Fruit and Nut Rice



The hustle and bustle of the holidays is now over.  Instead of indulging in cookies and sweets, people are trying to squeeze in gym work outs and vegetables.  Everyone is back to work with no vacation in sight.  Let’s be honest: January just is not as much fun as December.  The everyday blues are beginning to sink in during my semester off from school.  The hustle bustle of work, dinner, sleep, work, dinner, sleep is exhausting and tiresome.

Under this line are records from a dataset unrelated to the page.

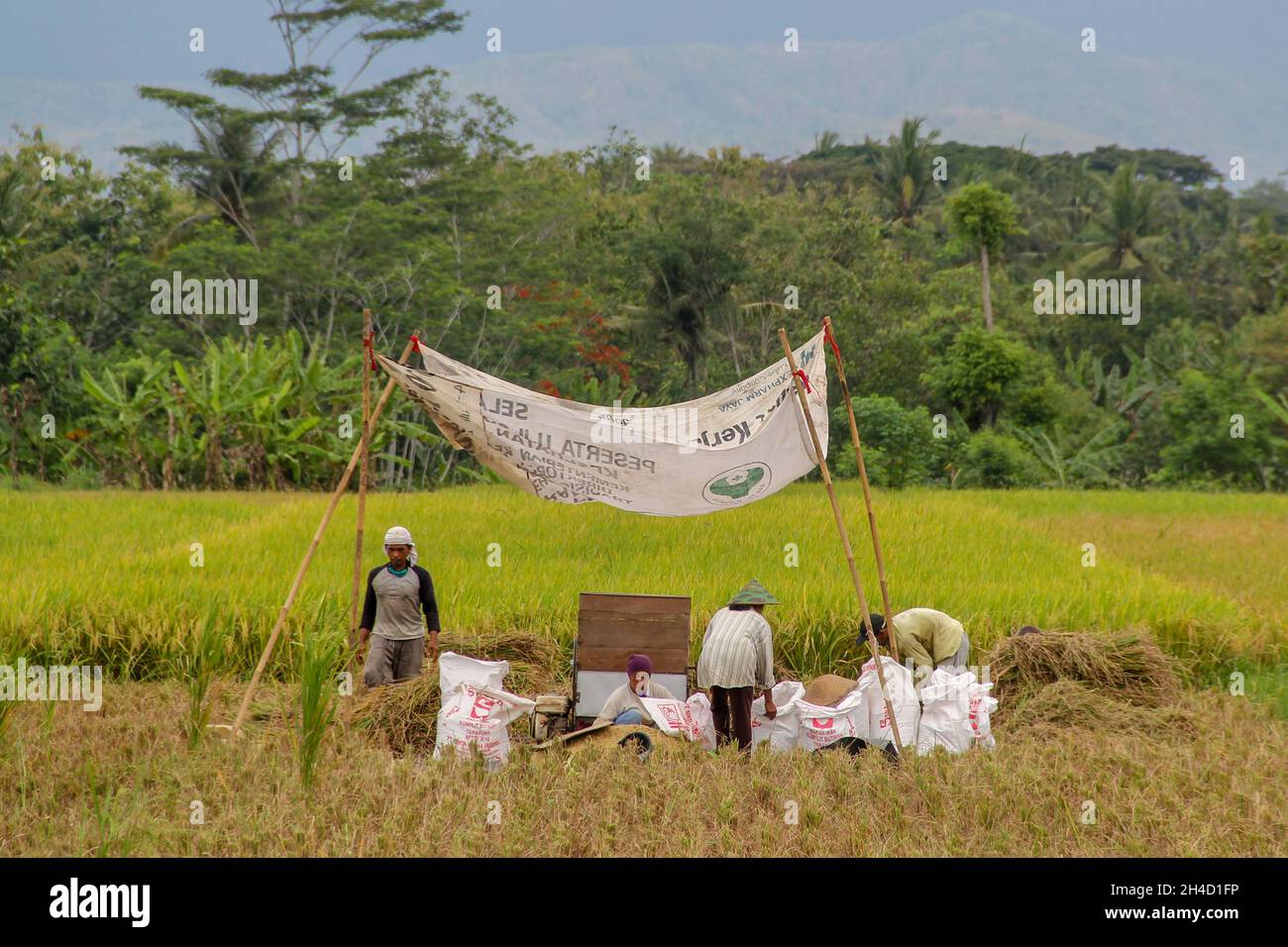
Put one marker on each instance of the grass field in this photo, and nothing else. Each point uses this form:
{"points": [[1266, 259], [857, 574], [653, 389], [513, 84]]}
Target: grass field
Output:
{"points": [[107, 579]]}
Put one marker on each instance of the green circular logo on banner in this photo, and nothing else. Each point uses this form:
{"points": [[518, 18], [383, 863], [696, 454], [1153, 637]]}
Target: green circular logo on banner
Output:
{"points": [[738, 484]]}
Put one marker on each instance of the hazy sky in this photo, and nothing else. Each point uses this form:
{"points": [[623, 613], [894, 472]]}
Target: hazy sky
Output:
{"points": [[146, 42]]}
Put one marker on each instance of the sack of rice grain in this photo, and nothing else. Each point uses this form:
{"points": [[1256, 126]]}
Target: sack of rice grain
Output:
{"points": [[903, 698], [480, 718], [781, 732], [819, 727], [677, 718], [456, 669], [954, 712], [703, 718]]}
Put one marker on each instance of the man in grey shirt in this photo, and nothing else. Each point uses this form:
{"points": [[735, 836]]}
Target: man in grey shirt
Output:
{"points": [[397, 594]]}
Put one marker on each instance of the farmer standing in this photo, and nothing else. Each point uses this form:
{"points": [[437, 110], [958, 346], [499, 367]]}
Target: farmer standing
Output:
{"points": [[925, 637], [737, 657], [397, 592]]}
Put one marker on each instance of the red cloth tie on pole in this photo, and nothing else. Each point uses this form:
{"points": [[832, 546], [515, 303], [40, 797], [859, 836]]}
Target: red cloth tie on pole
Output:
{"points": [[831, 339]]}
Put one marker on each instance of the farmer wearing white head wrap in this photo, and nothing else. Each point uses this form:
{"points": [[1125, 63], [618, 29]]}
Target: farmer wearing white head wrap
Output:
{"points": [[397, 594], [400, 536]]}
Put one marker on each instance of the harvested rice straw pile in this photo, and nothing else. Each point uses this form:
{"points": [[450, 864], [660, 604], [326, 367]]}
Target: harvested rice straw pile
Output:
{"points": [[404, 715], [1126, 667], [1069, 680]]}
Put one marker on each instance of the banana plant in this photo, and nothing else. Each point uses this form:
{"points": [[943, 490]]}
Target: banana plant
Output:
{"points": [[127, 414]]}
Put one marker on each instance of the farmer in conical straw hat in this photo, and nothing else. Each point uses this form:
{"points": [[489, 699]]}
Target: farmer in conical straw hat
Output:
{"points": [[397, 594], [738, 657]]}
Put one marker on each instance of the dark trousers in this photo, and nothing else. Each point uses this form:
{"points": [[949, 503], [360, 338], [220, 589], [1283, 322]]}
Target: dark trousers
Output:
{"points": [[732, 705]]}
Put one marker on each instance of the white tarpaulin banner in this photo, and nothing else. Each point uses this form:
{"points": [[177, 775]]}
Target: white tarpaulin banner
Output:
{"points": [[715, 453]]}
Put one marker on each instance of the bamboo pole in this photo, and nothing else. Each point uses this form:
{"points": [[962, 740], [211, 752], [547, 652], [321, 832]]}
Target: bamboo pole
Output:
{"points": [[364, 464], [867, 488], [308, 556], [845, 536]]}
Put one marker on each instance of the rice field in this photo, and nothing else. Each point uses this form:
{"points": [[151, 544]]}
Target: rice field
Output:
{"points": [[111, 579], [116, 579]]}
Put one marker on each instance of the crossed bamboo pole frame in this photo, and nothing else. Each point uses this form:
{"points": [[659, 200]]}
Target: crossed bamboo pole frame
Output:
{"points": [[361, 457], [360, 454], [840, 521]]}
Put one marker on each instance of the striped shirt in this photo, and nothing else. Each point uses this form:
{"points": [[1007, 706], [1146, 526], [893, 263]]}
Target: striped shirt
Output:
{"points": [[737, 651]]}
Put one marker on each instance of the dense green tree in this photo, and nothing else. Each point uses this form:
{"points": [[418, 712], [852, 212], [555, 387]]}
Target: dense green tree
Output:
{"points": [[982, 218]]}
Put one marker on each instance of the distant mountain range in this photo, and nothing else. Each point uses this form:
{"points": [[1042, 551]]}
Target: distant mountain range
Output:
{"points": [[983, 78]]}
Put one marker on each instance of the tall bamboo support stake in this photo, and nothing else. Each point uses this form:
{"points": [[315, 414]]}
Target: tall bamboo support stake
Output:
{"points": [[308, 556], [364, 464], [867, 488], [845, 536]]}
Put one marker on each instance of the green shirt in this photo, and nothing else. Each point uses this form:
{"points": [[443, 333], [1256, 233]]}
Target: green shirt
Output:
{"points": [[926, 637]]}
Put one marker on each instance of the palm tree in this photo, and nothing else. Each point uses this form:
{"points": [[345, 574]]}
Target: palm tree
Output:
{"points": [[905, 172], [1121, 234]]}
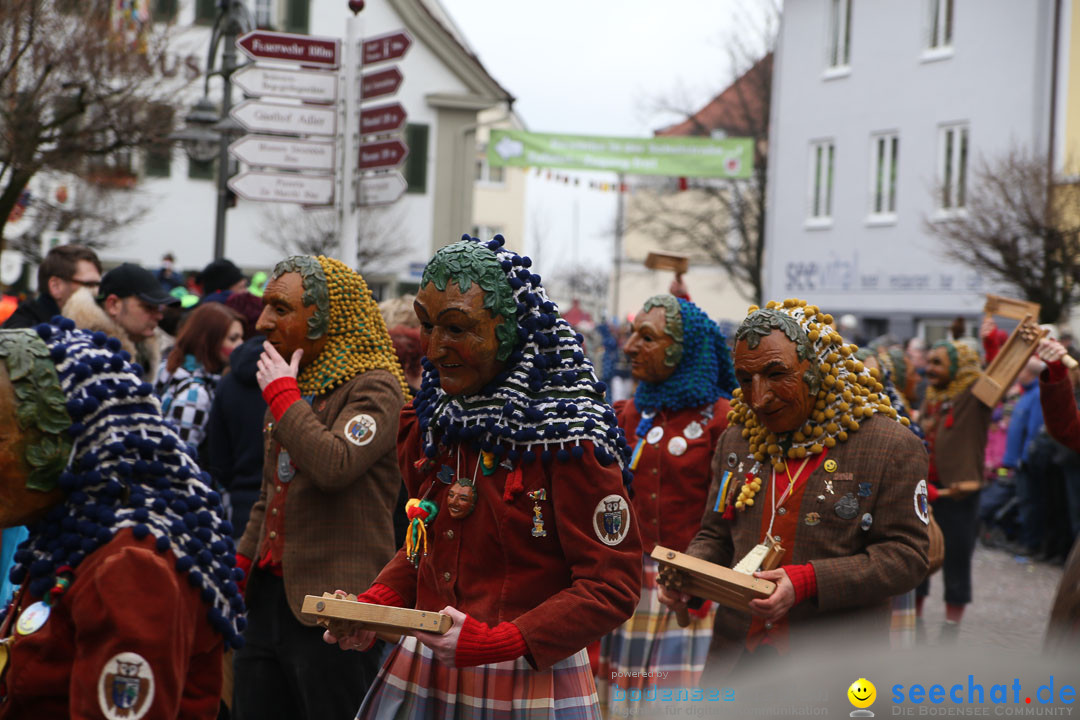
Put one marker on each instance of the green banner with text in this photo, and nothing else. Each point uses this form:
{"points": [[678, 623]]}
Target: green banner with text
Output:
{"points": [[676, 157]]}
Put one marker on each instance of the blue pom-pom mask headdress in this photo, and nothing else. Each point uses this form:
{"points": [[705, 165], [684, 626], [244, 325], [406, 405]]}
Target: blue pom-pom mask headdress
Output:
{"points": [[127, 469], [704, 372], [548, 398]]}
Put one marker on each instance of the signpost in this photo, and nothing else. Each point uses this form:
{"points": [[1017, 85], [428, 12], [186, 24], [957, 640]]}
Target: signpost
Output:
{"points": [[265, 117], [302, 49], [308, 85], [288, 153], [382, 119], [385, 153], [387, 48], [377, 84], [381, 189], [284, 187]]}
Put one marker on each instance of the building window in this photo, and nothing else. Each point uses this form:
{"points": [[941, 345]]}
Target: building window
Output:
{"points": [[163, 11], [296, 16], [264, 14], [199, 170], [486, 232], [489, 174], [205, 11], [885, 153], [416, 164], [822, 161], [941, 25], [953, 167], [839, 34]]}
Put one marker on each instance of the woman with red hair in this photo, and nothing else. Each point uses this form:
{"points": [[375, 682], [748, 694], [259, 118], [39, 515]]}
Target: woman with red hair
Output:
{"points": [[188, 377]]}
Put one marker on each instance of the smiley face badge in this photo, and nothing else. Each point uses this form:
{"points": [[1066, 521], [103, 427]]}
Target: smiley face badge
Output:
{"points": [[862, 693]]}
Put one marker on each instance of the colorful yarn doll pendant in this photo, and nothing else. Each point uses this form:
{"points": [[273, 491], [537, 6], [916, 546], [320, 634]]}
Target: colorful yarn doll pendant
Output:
{"points": [[420, 513]]}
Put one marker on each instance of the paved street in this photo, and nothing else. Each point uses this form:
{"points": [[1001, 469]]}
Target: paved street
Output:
{"points": [[1012, 600]]}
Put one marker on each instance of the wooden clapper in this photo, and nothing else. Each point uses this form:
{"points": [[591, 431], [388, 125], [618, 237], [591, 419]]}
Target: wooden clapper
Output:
{"points": [[732, 588], [339, 614]]}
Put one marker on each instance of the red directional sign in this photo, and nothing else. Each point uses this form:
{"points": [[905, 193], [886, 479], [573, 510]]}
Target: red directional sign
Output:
{"points": [[387, 46], [304, 49], [377, 84], [382, 119], [386, 153]]}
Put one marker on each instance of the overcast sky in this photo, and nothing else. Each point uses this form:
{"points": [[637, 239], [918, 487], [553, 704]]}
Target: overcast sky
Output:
{"points": [[598, 67]]}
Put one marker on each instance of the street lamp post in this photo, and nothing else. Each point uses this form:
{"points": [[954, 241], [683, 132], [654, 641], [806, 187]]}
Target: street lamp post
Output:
{"points": [[208, 131]]}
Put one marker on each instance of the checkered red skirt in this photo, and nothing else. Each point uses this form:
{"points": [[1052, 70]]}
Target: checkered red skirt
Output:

This was an easy, healthy dinner that reminded me of the fun holiday food I ate last month. It is easy enough to make on a weeknight after work and doesn’t break any New Year’s resolutions. This rice is a fun way to shake up your dinner plans during the lull of January.  It will at least keep you occupied until Valentine’s Day.

FRUIT AND NUT RICE
Adapted from Heat Oven to 350
Originally Pressure Perfect by Loma Sass
INGREDIENTS

1 1/2 cups dried brown rice
Olive oil
25 grapes, sliced in half
3/4 cup walnuts, coarsely chopped
3/4 cup dried apricots, coarsely chopped
8 figs, coarsely chopped
3/4 teaspoon ground cinnamon
3/5 teaspoon ground allspice
Salt and pepper, to taste

DIRECTIONS
Preheat oven to 400°F.
Cook rice according to instructions.  Set aside.Toss grapes with about 1 1/2 teaspoons olive oil.  Spread on baking sheet.  Roast for 20 minutes.  Set aside.  Toast walnuts in oven for 5 minutes, watching carefully.

Heat a large skillet over medium heat.  Combine rice, grapes, walnuts, dried apricots, and figs.  Stir in cinnamon and allspice.  Season with salt and peeper to taste.

Serves 2 as a main, 4 as a side dish.